For Baker (St. Louis Park, Minn.), this was her second summer doing fieldwork in the Wet Tropics World Heritage Area of Queensland, where the old growth rainforest dates back to the time of the dinosaurs.

“Whenever we would find a mite harvestman, we’d take a GPS reading. When we brought it back to the lab at Macalester, we identified the species,” explains Baker. The remainder of the summer would be spent identifying the species by morphology (physical form) and by DNA. Zach Popkin-Hall ’13 (Vienna, Va.) was also part of last year’s research trip, the first of a four-year project funded by the National Science Foundation and augmented by Macalester research funds.

As first-year students, both Wiesner and Lauko took Boyer’s course, Biodiversity and Evolution. At the time they never dreamed of joining their professor for fieldwork in Australia, but after attending the fall-term information session where professors discuss their research projects, both quickly applied for Boyer’s project.

“It was great to spend two weeks in the rainforest,” says Lauko, who now lives in Milwaukee, but comes from Hungary. They covered many miles, sifting through the leaf litter on the forest floor to collect specimens, occasionally crossing paths with a wallaby, a platypus, or a cassowary (a blue-headed bird that can grow as tall as six feet). “The environment was so interesting. On the first day someone pointed out a spider as big as my hand, sitting about a foot from my face!”

“The environment was so interesting. On the first day someone pointed out a spider as big as my hand, sitting about a foot from my face!”

“We learned lots of fieldwork techniques,” says Wiesner, who hails from Madison, Wis. “Sitting at Birthday Creek, looking up at the rainforest, I couldn’t think of anything I would rather be doing. It was exactly what I had hoped for—and better.” Back in the lab for the remainder of the summer, the focus is on the molecular work—extracting DNA for identification and using the Scanning Electron Microscope to examine morphology of the specimens.

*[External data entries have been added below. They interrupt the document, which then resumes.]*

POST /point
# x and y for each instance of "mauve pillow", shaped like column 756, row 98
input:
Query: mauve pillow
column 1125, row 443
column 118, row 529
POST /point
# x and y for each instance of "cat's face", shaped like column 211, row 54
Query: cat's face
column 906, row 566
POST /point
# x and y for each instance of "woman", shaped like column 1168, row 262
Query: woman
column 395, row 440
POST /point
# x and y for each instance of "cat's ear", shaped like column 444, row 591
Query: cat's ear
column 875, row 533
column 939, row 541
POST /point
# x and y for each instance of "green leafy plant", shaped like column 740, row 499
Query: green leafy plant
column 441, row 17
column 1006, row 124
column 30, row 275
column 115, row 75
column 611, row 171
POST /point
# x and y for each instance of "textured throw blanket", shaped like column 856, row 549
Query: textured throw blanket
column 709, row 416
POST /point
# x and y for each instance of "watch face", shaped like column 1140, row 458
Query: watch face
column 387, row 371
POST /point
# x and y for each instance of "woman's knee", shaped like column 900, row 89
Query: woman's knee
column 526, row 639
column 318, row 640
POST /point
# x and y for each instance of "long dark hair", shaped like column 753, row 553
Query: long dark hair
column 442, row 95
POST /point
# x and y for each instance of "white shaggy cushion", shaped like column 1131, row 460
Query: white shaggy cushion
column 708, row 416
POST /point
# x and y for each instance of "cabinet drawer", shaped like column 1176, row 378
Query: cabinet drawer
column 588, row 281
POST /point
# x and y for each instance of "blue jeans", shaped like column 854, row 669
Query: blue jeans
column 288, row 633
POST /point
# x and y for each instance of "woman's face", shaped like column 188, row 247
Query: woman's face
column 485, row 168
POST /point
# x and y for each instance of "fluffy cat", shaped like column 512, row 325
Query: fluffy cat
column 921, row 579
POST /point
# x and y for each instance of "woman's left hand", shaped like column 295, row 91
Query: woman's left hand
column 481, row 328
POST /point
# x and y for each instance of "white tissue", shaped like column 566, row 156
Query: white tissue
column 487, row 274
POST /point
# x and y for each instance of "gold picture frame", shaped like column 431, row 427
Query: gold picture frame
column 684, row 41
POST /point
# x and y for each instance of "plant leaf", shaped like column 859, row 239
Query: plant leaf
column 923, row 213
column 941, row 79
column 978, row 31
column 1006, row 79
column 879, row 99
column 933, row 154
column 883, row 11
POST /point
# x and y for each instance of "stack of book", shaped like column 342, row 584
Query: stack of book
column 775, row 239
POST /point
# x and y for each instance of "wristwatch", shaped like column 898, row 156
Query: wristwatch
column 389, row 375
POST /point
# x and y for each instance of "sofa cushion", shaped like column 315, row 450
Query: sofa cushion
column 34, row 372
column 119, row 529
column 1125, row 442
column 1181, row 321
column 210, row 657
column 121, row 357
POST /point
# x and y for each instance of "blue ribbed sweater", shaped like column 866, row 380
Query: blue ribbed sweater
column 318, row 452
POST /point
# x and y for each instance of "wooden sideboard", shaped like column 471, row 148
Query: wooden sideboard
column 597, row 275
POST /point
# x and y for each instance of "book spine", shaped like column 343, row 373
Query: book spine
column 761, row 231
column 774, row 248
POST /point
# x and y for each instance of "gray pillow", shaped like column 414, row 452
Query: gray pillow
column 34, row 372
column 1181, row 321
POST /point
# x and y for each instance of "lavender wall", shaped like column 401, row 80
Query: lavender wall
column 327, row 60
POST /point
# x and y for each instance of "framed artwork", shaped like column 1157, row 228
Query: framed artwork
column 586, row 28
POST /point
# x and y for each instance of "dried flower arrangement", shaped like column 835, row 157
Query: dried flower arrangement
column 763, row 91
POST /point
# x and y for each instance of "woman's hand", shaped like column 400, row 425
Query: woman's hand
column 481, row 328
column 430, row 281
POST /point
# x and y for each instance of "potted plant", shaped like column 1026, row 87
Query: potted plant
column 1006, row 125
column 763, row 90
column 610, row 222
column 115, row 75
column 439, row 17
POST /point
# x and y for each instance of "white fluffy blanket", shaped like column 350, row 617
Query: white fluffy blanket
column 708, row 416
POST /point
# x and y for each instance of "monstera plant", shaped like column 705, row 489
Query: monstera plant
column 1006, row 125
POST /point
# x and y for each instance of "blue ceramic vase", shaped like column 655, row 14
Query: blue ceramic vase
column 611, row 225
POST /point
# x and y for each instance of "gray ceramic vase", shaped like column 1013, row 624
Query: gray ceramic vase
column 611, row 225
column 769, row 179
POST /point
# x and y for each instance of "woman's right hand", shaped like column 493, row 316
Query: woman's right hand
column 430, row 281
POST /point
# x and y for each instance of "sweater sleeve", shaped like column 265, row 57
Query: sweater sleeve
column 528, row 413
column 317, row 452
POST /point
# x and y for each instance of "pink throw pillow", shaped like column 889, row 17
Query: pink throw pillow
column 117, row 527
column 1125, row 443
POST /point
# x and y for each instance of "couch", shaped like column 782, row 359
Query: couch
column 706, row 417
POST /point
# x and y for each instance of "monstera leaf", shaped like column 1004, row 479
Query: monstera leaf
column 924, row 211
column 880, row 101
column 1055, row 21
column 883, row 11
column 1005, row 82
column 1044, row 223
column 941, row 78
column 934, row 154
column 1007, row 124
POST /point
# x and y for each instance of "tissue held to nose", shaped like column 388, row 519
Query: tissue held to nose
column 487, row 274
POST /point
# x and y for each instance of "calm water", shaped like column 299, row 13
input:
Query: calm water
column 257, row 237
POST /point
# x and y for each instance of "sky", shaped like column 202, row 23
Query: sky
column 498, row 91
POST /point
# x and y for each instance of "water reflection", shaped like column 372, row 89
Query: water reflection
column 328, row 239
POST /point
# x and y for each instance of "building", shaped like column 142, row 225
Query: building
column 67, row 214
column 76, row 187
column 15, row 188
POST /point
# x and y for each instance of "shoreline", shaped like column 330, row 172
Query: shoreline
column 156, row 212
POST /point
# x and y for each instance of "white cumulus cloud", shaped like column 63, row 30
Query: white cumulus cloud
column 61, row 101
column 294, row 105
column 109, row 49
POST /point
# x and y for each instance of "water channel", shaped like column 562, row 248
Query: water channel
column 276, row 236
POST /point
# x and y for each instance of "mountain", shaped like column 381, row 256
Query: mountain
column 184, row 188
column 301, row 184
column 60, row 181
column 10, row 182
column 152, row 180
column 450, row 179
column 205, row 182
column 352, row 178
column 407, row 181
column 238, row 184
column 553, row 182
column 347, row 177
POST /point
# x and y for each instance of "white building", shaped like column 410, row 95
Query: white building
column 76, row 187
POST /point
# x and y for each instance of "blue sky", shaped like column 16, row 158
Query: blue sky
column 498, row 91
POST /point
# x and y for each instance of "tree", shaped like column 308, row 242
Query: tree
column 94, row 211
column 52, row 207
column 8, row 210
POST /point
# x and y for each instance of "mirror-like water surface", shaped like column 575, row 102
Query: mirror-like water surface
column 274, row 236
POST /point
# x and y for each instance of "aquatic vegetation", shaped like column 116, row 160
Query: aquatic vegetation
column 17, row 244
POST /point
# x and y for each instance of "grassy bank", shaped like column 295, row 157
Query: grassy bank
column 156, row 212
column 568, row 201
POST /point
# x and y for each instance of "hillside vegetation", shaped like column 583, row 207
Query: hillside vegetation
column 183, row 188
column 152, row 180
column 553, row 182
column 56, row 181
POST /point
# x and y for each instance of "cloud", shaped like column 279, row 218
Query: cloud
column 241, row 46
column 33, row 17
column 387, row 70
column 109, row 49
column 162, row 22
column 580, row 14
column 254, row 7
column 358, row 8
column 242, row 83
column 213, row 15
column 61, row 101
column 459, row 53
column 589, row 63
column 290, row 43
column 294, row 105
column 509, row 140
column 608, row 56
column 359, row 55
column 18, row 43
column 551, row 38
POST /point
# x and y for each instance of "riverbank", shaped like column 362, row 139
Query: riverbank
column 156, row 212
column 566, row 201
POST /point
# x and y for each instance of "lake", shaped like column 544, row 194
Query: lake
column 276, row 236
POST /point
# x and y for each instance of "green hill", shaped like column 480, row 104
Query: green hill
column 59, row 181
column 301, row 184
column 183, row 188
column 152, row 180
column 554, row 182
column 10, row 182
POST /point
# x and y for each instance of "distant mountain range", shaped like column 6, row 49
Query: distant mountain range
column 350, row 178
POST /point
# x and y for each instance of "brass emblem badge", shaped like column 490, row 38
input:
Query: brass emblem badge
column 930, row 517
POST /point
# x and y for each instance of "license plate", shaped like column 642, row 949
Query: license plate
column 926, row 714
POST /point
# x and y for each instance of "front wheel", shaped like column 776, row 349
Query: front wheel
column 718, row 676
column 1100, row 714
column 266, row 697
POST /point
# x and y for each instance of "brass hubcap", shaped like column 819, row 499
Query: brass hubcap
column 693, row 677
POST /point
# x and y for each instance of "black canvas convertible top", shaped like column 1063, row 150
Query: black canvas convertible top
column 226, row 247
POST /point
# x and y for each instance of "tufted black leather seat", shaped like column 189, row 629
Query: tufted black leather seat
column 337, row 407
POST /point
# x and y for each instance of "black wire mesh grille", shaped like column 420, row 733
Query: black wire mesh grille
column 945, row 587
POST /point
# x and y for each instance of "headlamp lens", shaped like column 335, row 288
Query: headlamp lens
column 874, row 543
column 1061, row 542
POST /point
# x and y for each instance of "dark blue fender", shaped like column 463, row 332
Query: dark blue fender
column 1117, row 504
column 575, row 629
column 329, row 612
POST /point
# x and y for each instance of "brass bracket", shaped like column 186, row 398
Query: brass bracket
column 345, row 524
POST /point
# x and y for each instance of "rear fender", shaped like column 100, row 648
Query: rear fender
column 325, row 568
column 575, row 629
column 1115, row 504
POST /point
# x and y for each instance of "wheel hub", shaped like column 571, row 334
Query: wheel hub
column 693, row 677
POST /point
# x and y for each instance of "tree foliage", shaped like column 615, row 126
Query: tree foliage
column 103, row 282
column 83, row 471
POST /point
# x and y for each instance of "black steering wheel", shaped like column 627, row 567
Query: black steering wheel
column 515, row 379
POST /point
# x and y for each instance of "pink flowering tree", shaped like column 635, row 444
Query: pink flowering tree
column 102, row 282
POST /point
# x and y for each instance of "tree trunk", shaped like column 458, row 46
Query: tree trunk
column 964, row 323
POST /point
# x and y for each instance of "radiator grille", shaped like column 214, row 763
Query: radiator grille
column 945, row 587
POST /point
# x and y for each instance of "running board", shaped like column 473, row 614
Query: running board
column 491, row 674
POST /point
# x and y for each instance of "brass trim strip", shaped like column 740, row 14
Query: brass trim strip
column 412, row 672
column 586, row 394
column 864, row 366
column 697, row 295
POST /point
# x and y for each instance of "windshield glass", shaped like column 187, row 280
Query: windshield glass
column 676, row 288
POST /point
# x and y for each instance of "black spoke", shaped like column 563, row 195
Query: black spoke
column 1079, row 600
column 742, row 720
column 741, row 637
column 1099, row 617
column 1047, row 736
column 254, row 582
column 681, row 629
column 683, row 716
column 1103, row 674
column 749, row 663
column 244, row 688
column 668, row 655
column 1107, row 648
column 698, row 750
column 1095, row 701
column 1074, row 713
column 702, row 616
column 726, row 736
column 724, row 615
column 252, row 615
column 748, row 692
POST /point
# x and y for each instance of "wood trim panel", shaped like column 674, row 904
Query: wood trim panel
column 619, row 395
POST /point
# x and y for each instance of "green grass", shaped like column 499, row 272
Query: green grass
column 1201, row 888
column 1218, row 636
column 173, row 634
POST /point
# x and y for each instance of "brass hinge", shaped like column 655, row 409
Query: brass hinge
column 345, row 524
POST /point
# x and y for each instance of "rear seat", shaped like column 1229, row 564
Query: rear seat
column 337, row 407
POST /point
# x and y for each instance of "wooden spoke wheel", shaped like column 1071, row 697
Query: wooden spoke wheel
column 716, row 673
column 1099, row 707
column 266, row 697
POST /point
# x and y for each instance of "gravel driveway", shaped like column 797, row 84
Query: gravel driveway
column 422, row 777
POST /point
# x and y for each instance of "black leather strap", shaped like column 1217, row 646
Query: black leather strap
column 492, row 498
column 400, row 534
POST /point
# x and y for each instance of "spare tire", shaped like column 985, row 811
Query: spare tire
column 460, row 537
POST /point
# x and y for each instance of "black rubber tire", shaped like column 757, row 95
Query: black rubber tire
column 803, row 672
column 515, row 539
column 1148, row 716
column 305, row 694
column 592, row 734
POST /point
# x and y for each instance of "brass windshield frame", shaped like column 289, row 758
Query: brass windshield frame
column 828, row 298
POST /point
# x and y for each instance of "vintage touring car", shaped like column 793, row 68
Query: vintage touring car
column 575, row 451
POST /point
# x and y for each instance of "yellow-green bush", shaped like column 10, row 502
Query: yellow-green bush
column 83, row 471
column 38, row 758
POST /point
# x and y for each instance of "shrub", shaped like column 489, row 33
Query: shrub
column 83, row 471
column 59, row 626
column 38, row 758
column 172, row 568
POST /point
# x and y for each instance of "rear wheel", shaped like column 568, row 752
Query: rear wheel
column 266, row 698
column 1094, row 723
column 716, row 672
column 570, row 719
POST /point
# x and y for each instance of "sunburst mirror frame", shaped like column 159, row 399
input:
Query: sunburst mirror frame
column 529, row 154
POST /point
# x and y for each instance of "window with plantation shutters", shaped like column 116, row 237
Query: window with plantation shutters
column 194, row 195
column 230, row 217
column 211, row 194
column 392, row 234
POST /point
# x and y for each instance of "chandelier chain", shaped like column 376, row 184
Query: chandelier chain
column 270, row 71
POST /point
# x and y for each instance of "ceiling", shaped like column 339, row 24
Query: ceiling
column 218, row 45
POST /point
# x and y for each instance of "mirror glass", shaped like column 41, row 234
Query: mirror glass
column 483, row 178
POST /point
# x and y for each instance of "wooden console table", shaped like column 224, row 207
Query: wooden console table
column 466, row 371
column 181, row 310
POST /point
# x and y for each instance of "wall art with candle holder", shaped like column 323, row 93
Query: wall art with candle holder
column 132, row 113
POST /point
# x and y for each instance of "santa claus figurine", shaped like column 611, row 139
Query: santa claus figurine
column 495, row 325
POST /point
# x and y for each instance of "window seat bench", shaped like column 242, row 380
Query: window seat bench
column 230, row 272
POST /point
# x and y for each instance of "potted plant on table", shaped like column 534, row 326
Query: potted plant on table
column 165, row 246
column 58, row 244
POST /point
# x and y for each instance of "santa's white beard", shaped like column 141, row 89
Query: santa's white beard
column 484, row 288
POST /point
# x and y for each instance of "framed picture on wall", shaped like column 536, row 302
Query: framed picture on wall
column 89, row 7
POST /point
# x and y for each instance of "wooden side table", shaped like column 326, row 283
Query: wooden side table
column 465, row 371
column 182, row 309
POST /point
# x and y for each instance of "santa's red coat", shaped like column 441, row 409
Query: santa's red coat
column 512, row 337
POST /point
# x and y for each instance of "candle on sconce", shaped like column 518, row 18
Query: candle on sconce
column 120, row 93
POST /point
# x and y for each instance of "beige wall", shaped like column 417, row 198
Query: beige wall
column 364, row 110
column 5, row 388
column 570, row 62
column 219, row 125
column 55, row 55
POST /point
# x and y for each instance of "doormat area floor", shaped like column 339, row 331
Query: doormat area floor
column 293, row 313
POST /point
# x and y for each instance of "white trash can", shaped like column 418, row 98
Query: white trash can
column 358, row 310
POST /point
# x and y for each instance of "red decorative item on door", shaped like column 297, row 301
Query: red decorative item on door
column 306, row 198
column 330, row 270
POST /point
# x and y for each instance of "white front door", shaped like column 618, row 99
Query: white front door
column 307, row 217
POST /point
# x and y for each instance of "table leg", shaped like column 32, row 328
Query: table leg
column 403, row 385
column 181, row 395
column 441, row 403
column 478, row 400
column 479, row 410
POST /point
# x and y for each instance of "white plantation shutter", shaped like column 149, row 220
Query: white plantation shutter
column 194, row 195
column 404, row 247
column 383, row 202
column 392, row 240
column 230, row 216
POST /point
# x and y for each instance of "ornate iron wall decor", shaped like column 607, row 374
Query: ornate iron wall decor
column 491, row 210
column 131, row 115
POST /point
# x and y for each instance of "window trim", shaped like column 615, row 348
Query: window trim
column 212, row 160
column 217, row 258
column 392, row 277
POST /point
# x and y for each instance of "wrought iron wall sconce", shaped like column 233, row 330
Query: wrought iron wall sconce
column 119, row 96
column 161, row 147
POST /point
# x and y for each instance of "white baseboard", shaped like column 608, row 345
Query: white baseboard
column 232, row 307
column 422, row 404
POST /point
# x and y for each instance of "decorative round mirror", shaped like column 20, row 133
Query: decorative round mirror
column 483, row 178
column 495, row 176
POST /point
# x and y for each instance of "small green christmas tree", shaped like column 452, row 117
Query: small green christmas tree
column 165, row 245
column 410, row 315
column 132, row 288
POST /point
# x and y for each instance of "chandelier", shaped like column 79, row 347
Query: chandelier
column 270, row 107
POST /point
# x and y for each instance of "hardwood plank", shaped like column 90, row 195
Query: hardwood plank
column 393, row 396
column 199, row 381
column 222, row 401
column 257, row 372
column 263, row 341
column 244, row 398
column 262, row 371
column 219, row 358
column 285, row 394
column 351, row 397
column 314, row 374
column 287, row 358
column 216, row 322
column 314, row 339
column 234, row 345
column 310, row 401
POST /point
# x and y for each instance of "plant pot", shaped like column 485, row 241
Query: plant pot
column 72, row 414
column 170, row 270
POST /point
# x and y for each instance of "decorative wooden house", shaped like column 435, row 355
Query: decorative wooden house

“When we started this work, there were only five species of mite harvestmen identified in the Wet Tropics; now we know of 15,” says Boyer. “The area was wet, but now it’s dry, so there was some extinction. We’re using distribution data and looking at precipitation and temperature to construct a model of where they live and how the range of the group has changed.”

In July, Boyer and her students attended the annual Evolution Conference in Ottawa where Baker and Popkin-Hall presented posters about the research. They are also preparing a manuscript Boyer anticipates will be published in a professional journal.

Baker extended her research experience into her honors project. The day after successfully defending it, she presented at the Minnesota Academy of Sciences and received the award for the best talk. While the others will be continuing their careers at Macalester, Baker has graduated and now works as a research technician at the Smithsonian Museum of Natural History in Washington, D.C.